The sympathetic nervous system plays an important role in the pathophysiology of hypertension, and evidence supports increased release of epinephrine from the hearts of patients with essential hypertension.25) Stimulation of the β2-adrenergic receptor activates IL-18 promoter activity, upregulates IL-18 mRNA, and increases IL-18 mRNA stability and IL-18 protein expression in endothelial cells.26)

Two strategies have been used to counter the effects of IL-18: IL-18 binding protein (IL-18BP), a naturally occurring protein, and a neutralizing IL-18 antibody. Recombinant human IL-18BP has been investigated in clinical trials and was found to be safe in healthy and obese volunteers27) and in patients with psoriasis and rheumatoid arthritis.28) Evidence from clinical and experimental data suggests that IL-18 may be a therapeutic target in acute myocardial infarction,29) but no trials have tested this hypothesis in acute myocardial infarction or HF. Likewise, no trials have investigated IL-18 blockade, LVH, and hypertension.

However, we showed that the relationship between IL-18 and LVMI is quite weak. Based on the scope of the accumulated data in the literature regarding IL-18 blockage as a therapeutic intervention, we hypothesize that therapies directed against the inflammatory system may eventually be an option.

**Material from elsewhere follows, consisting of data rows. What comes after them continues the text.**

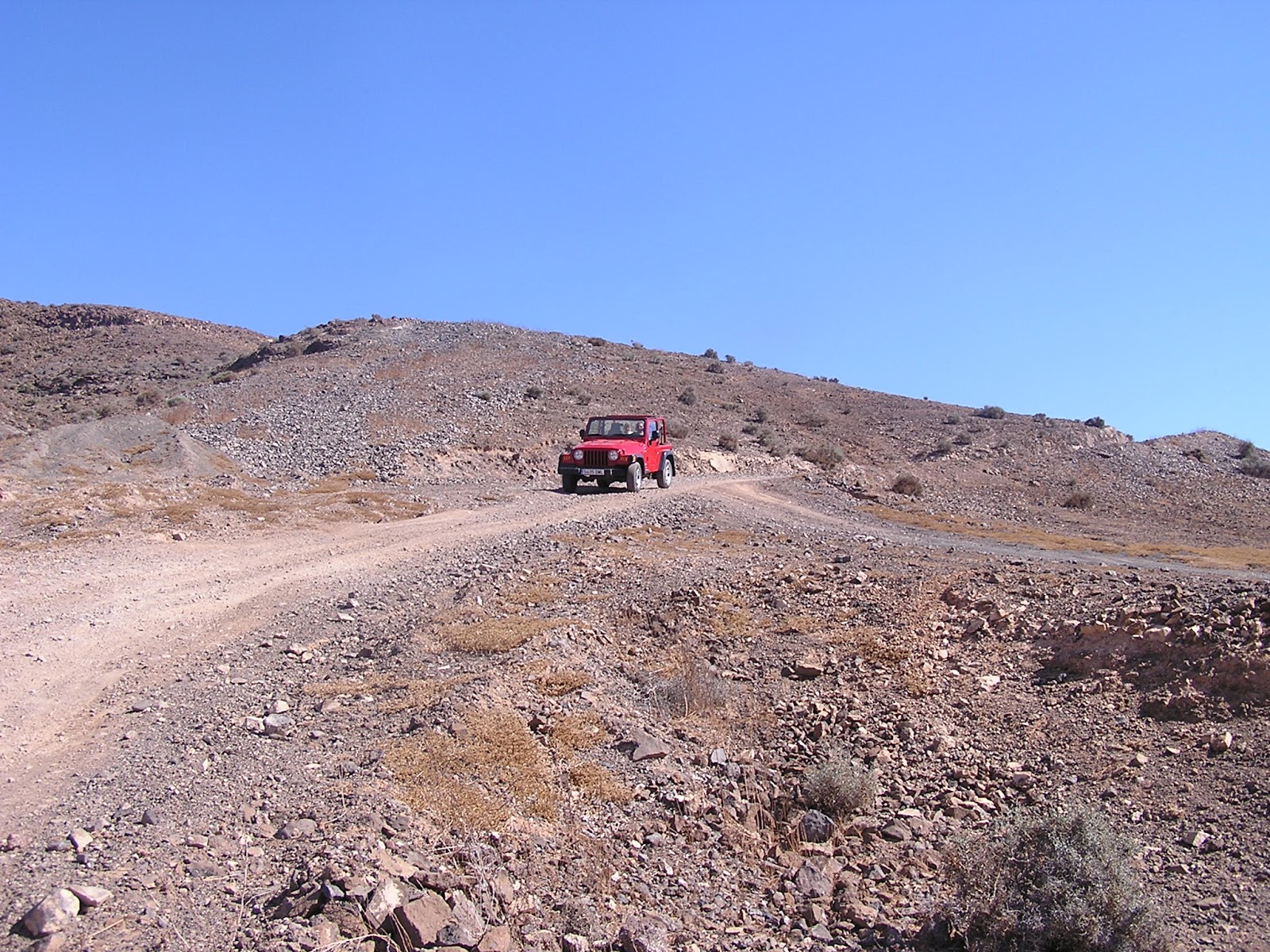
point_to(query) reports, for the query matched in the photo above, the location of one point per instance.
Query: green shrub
(840, 787)
(823, 456)
(1051, 882)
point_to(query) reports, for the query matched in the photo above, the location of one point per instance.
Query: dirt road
(78, 620)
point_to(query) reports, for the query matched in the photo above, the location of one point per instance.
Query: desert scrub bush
(840, 787)
(823, 456)
(907, 486)
(1049, 881)
(1257, 467)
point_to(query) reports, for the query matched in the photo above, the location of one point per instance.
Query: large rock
(422, 919)
(51, 914)
(387, 898)
(645, 933)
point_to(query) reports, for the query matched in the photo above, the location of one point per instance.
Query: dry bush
(840, 787)
(406, 693)
(1052, 881)
(575, 731)
(598, 784)
(491, 635)
(690, 687)
(823, 456)
(560, 683)
(907, 486)
(497, 768)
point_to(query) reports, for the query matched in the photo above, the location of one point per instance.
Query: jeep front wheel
(666, 476)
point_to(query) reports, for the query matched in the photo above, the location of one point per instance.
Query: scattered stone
(812, 882)
(647, 933)
(298, 829)
(51, 914)
(645, 747)
(387, 898)
(277, 725)
(422, 919)
(499, 939)
(1195, 839)
(816, 827)
(92, 896)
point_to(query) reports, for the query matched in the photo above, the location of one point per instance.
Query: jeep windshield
(610, 427)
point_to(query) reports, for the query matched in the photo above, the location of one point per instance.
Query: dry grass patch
(575, 731)
(493, 635)
(479, 780)
(598, 784)
(408, 693)
(1206, 556)
(560, 683)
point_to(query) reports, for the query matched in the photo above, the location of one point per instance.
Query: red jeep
(616, 448)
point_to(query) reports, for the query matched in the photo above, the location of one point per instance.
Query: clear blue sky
(1053, 207)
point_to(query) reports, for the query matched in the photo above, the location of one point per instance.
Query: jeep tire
(666, 475)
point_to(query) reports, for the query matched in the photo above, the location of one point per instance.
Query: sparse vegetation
(1052, 881)
(907, 486)
(840, 787)
(823, 456)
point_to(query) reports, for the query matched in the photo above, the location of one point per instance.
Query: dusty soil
(319, 657)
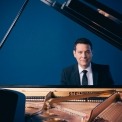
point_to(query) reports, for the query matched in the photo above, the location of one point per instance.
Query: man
(95, 74)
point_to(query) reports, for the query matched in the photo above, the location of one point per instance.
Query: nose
(83, 55)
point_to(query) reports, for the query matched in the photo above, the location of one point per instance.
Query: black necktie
(84, 78)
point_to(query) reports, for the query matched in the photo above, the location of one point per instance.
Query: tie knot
(84, 71)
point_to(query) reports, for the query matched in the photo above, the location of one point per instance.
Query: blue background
(41, 42)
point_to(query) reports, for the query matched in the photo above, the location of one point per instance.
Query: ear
(74, 53)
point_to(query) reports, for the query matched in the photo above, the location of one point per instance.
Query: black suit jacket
(101, 75)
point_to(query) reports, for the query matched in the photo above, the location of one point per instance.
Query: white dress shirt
(89, 74)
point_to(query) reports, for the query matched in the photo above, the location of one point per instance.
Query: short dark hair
(82, 41)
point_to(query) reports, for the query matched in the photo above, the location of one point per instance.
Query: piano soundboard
(72, 104)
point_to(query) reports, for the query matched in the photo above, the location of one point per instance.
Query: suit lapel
(95, 75)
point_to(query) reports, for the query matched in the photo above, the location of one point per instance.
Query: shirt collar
(81, 69)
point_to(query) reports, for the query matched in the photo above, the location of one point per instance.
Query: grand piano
(94, 16)
(79, 104)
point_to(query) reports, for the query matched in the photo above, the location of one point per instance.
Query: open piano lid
(94, 16)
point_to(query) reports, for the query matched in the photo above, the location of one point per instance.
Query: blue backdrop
(41, 42)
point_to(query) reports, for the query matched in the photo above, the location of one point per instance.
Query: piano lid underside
(94, 16)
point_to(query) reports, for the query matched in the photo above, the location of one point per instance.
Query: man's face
(83, 55)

Our study has several limitations including a relatively small sample size. Furthermore, the cross-sectional and observational nature of our study does not allow us to determine cause and effect relationships. The elimination half-life of IL-18 in vivo is approximately six hours.30) Blood samples were drawn early in the morning, so our measurements did not represent the entire day and might have missed any diurnal variations. This makes it difficult to interpret the relationship between IL-18 concentration and BP variation, particularly that occurring at times other than that at which the blood samples were drawn. For instance, variations occurring in the afternoon might have changed IL-18 level significantly, but we likely did not detect this effect due to the relatively short elimination half-life. Because of this study's observational and cross sectional design, we cannot make any suggestions about patient follow up or treatment strategies. Further studies with more participants should be performed to clarify these matters.

Conclusion

Our study showed that elevated level of IL-18 is associated with hypertension in newly diagnosed hypertensive patients and in the general population. We also found that LVMI was independently associated with IL-18 in both hypertensive patients and in the general population. These findings comprise a rationale for further larger scale studies that could reveal a cause and effect relationship among IL-18, hypertension, and related left ventricular hypertrophy. However, based on our results, it is too early to suggest any therapeutic interventions targeting IL-18 for treatment of hypertension and LVH. Stronger relaionships supported by future studies may lead to innovations in the treatment of hypertension and LVH in the coming decades.